I often oppose war as a solution to inter- or intra-national problems but Anderson makes the point that it can be necessary.
"'It's so awful,' Lisa said. 'That there has to be war.'
"'There doesn't, pony,' Heim answered. 'In fact, that's what we're trying to prevent.'
"She regarded him in bewilderment." (NESFA collections, Volume 2, p. 426)
Prevention is by showing Alerion that Earth is strong, not weak, and, here again, Heim displays his talent for leaving no stone unturned. No national government can act independently of the Federation, where the peace party prevails. National military action is neither legal nor even possible because the Peace Control Authority monopolizes heavy weapons. However, no government can prevent a private individual from privateering. It can even be argued that, in some circumstances, this is legal! Preposterous argument? Sure, that is what lawyers are hired for.
Finally, from his time in the Deepspace Fleet, Heim knows where to buy nuclear weapons outside the Federation. I definitely disapprove of instruments of genocide but these nukes are to be used only against hostile spacecraft, not against planetary populations.
5 comments:
Hi, Paul!
Whoa, careful! No UNAUTHORIZED private person can go privateering. Such persons historically needed to obtain Letters of Marque and Reprisal from their countries or sovereigns before privateering could be legal. And such letters were valid only for attacks on the ships of nations at war with the privateer's country, and became void once peace was made. Otherwise, he would indeed be only a pirate, and considered an enemy of all mankind.

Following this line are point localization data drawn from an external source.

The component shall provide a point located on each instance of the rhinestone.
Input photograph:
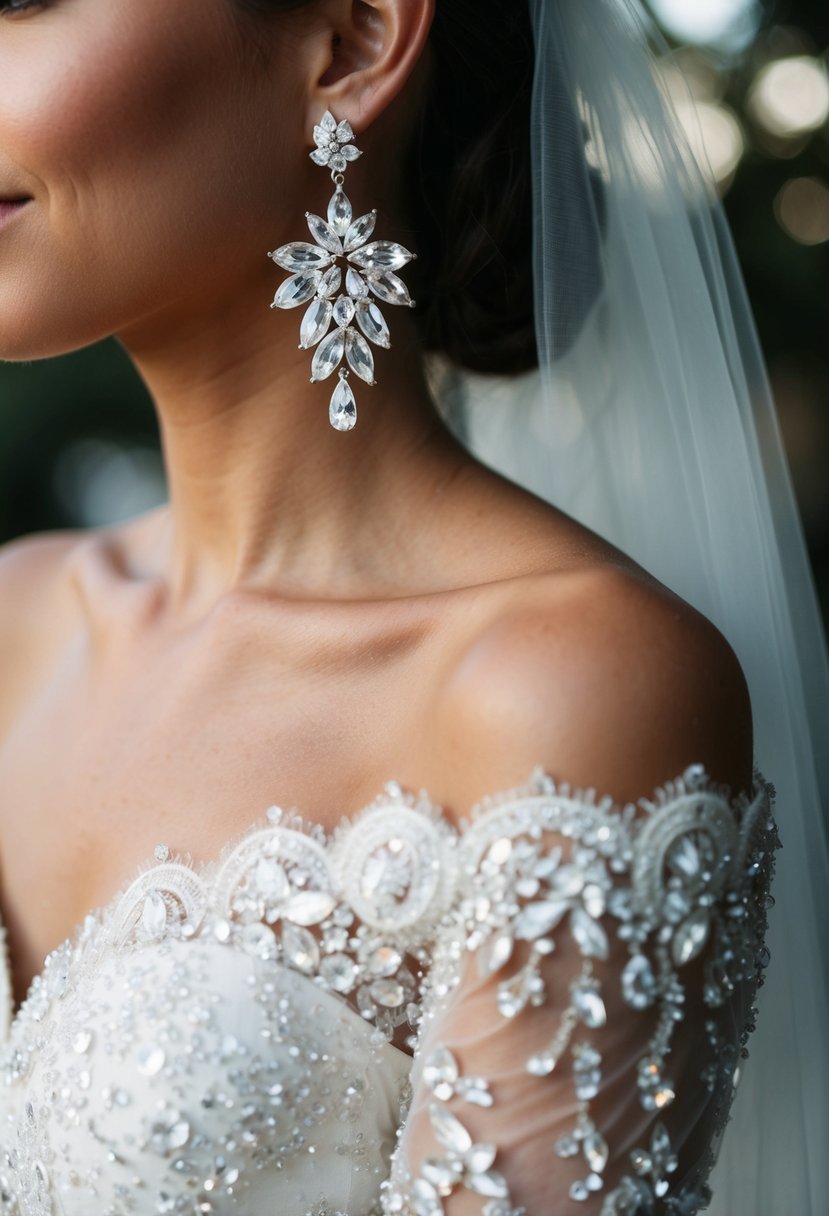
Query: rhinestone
(355, 285)
(440, 1071)
(388, 992)
(151, 1059)
(588, 1003)
(330, 282)
(339, 212)
(591, 938)
(315, 322)
(323, 234)
(541, 1064)
(327, 355)
(359, 231)
(539, 918)
(384, 961)
(339, 972)
(300, 947)
(344, 310)
(300, 255)
(388, 287)
(82, 1042)
(297, 290)
(361, 361)
(343, 409)
(449, 1130)
(381, 255)
(309, 907)
(638, 983)
(691, 936)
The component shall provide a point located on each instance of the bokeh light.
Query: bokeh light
(802, 209)
(790, 96)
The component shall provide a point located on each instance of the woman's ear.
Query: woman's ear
(372, 51)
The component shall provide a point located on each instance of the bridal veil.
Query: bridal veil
(650, 421)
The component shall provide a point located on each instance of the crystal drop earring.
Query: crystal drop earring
(316, 277)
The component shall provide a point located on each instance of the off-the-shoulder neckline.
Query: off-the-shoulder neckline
(540, 784)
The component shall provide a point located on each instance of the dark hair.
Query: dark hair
(469, 185)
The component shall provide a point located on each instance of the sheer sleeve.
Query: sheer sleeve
(587, 1006)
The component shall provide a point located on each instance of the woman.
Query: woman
(547, 997)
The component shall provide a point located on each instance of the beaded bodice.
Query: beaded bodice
(543, 1007)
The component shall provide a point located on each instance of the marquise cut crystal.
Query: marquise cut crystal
(316, 279)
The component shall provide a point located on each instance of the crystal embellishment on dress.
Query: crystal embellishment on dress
(316, 279)
(224, 1036)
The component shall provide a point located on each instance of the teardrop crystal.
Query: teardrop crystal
(539, 918)
(588, 1003)
(327, 355)
(343, 409)
(344, 310)
(355, 285)
(330, 282)
(382, 255)
(323, 234)
(691, 936)
(359, 355)
(440, 1071)
(450, 1131)
(300, 947)
(372, 322)
(495, 953)
(339, 212)
(591, 938)
(389, 287)
(297, 290)
(596, 1152)
(638, 983)
(315, 322)
(300, 255)
(360, 231)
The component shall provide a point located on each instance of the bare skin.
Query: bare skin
(311, 613)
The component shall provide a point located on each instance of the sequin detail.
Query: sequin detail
(241, 1035)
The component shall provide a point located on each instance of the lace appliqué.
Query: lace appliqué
(381, 913)
(686, 876)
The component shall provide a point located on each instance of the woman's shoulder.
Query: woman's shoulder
(602, 675)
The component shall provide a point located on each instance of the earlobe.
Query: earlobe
(372, 51)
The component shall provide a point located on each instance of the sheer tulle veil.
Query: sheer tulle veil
(650, 421)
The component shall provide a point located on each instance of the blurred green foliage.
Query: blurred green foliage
(78, 434)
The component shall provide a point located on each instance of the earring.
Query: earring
(317, 277)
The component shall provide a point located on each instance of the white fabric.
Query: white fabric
(196, 1046)
(652, 422)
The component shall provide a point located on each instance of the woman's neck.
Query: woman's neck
(263, 491)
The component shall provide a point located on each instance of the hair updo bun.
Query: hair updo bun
(469, 185)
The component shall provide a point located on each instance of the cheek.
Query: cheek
(157, 172)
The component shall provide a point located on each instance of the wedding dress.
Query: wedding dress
(540, 1009)
(545, 1007)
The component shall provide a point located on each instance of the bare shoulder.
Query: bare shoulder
(35, 601)
(604, 677)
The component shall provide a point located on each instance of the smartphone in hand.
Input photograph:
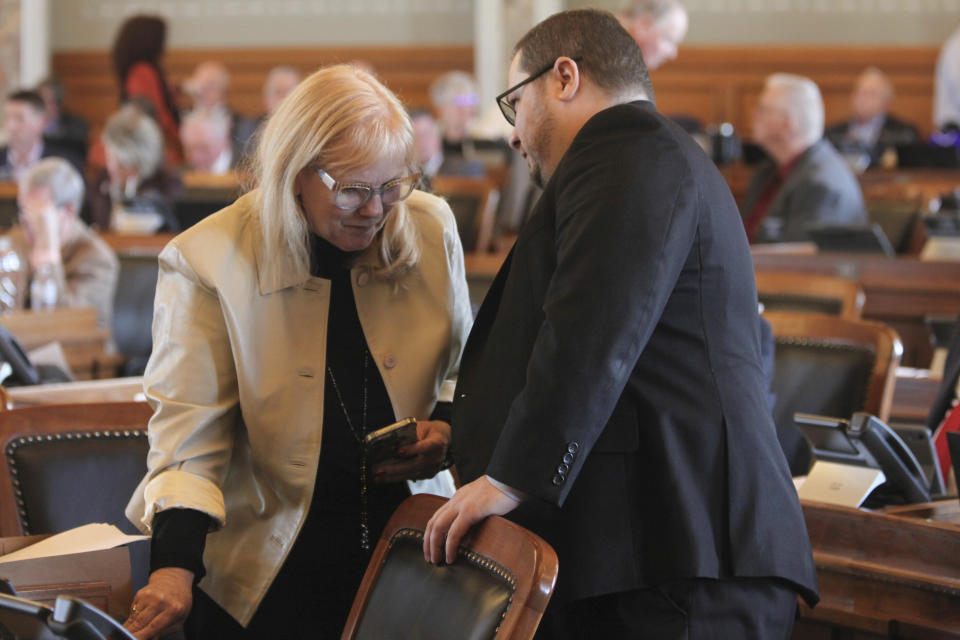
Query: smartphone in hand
(382, 444)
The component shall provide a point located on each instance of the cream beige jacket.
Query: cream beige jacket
(236, 380)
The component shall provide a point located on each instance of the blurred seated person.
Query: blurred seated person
(134, 193)
(62, 127)
(279, 83)
(205, 137)
(658, 27)
(454, 99)
(52, 236)
(428, 142)
(805, 182)
(326, 303)
(24, 119)
(871, 131)
(208, 86)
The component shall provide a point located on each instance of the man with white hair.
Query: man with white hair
(279, 83)
(208, 86)
(871, 130)
(658, 26)
(51, 236)
(205, 136)
(805, 182)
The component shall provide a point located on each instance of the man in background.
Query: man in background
(24, 122)
(279, 83)
(805, 182)
(62, 127)
(658, 26)
(52, 237)
(946, 88)
(208, 87)
(871, 132)
(207, 146)
(611, 396)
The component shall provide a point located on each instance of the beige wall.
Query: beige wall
(90, 24)
(837, 22)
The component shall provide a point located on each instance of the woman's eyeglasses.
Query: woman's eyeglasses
(353, 195)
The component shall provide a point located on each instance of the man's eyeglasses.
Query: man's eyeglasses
(353, 195)
(508, 107)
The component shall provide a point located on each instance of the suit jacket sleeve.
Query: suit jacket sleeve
(625, 222)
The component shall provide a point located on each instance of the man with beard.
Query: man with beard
(611, 395)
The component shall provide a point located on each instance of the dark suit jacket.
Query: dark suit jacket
(893, 132)
(613, 373)
(820, 190)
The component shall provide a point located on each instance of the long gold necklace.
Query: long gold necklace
(364, 519)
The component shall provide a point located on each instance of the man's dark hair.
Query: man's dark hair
(31, 98)
(603, 49)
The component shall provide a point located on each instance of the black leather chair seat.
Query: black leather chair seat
(133, 309)
(821, 377)
(45, 470)
(413, 599)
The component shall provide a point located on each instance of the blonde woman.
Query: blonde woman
(326, 303)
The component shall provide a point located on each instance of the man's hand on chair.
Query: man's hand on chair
(469, 505)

I forget the exact details of the arguments made by the French Foreign Minister in the debates of the World Federation Parliament, but I think Coquelin argued that while France as SUCH no longer had the legal right to issue letters of marque and reprisal, she could do so on BEHALF of the Federation. Not only was this done to give Gunnar Heim at least a debatable argument that his actions as a privateer were legal, it was hoped the turmoil in Parliament would give him time to escape the Solar System with his new privateering war ship (before the "peace" militants could use violence to stop him).
Sean
Sean,
Yes, my way of putting it was legally hopeless but Coquelin presents a well fine-tuned argument!
Paul.
Hi, Paul!
My view is that Coquelin's speech in defense of the legality of France issuing letters of marque and reprisal is an esp. interesting part of THE STAR FOX.
Sean
Sean,
It certainly is. I thought that I had discussed this novel in detail before but I had barely scratched the surface.
Paul.
Hi, Paul!
And what we see here in THE STAR FOX about not only letters of marque and reprisal, but also Commander Abrams words to Brechdan Ironrede in ENSIGN FLANDRY about the Covenant of Alfzar shows how carefully Poul Anderson thought thru questions of war, peace, and diplomacy on an interstellar scale. And in ways that makes me think something very like what we see in those books may well become an actuality if mankind ever reaches the stars.